“Il tempo che ci vuole” di Francesca Palumbo merita le “3 penne di Billy”

Creato il 11 settembre 2012 da Lucianopagano

“Gli studenti raccontati dall’insegnante scrittrice”
“Il tempo che ci vuole” (Besa) di Francesca Palumbo su “Billy, il vizio di leggere”

Francesca Palumbo partiva avvantaggiata, lei gli studenti li conosce bene, insegnando.
Ma il vantaggio poteva ribaltarsi facilmente, perché non sempre è facile tradurre in un romanzo il mondo scolastico.
Francesca Palumbo invece c’è riuscita e il suo “Il tempo che ci vuole” (Besa) è un romanzo che coinvolge e colpisce, perchè riesce a tratteggiare storie contemporanee, immaginate, ma reali, che ci costringono a riflettere sul vuoto esistenziale che provoca la nostra mancanza di tempo, attenzione, partecipazione.
La crisi della studentessa protagonista, il difficile dialogo che prova a imbastire con l’insegnante, le pareti quasi isolate acusticamente di genitori distanti e chiusi ossessivamente nei loro fallimenti, l’amore che si spezza in nome dell’egoismo edonista, ci fanno immergere in una storia italiana dove protagoniste sono la scuola e la famiglia. Diversa la scuola da come possiamo immaginarcela, se tanti anni fa ci siamo lasciati alle spalle il suono della campanella.
L’impegno e la partecipazione sono un quadro ingiallito, l’urlo muto della solitudine dei giovani è una richiesta di aiuto troppo spesso inascoltata. La famiglia è una stazione di passaggio, non delle diligenze di un tempo, ma di noi tarscinati dal nocchiero moderno, il tempo accelerato, sovrano dispotico delel nostre vite, che ci costringe a correre sempre più velocemente, rinunciando all’ascolto, alla parola, all’abbraccio, impossibile senza una sosta.
Il diverso, che vive di lentezza e sguardo lungo, riuscirà a deviare l’epilogo violento. “Il tempo che ci vuole” (Besa) crediamo che sia il romanzo giusto per iniziare la scuola, per genitori e studenti. Un libro letto e consigliato dai “viziati”.

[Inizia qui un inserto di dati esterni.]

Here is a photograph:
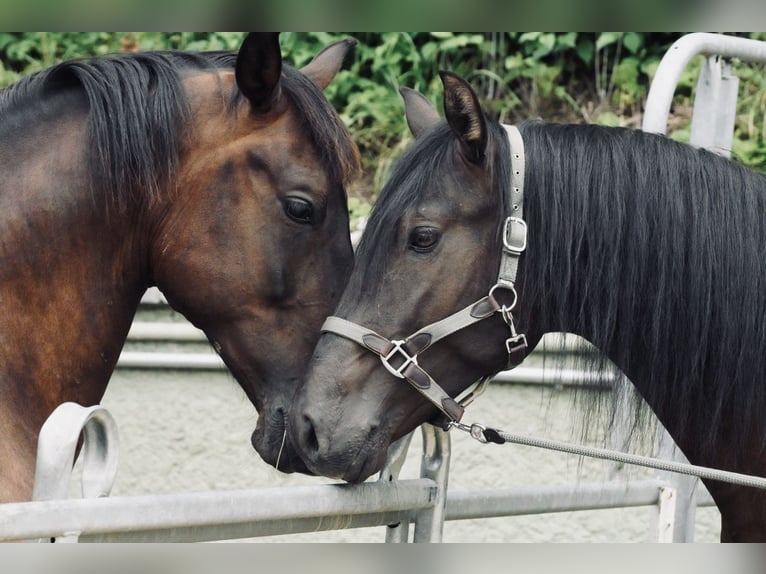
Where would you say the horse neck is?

Merita le tre penne di Billy

Billy, il vizio di leggere
Info:
Besa Editrice

Monica Dionubile ha quasi diciassette anni, vive a Bari insieme a sua madre Laura che è malata di depressione e passa la sua vita a tormentare la figlia. Dunia Bonerba è figlia unica di Luca e Marina; i suoi genitori sono una coppia serena che regala sensibilità e spensieratezza a una ragazzina semplice, a tratti ingenua e molto legata a Monica, sua compagna di classe. Le due ragazze si completano a vicenda: la leggerezza di una si unisce alla complessità dell’altra, è come se tra di loro ci fosse un accordo di “mutuo soccorso” di cui, in realtà, è solamente la giovane Dionubile ad aver bisogno. Lei è così intristita e poco interessata alla sua vita da vivere alla giornata. È così profondamente sola e disillusa che anche l’avvenimento di aspettare un bambino, naturalmente non desiderato, è affrontato nella più completa apatia. Il ginecologo che segue distrattamen te l’aborto è Carlo, marito di Giulia, amico di vecchia data di Luca e Marina, che racconta all’uomo di avere l’ennesima relazione extraconiugale. La donna per la quale ha perso la testa si chiama Roberta Mori ed è la psicanalista che ha in cura la madre di Monica. In questo disfacimento quasi totale, il porto franco di Monica è la casa di Dunia, dove ha la possibilità di conoscere suo nonno che, molto malato, ogni volta che la vede la scambia per la sua amata moglie Ornella oramai morta da tempo. C’è poi il rapporto speciale con il suo professore di lettere, Girardi, un docente atipico che ascolta i suoi alunni, li osserva e non si limita a etichettarli con un numero sul registro o un cognome da ricordare al momento dell’interrogazione.
Testimone oculare delle storie di ognuno di questi personaggi è il barbone Lacca, un tenero clochard che costruisce piccoli portacenere colorati in latta e che ha un ruolo determinante nel destino di Dunia e Monica.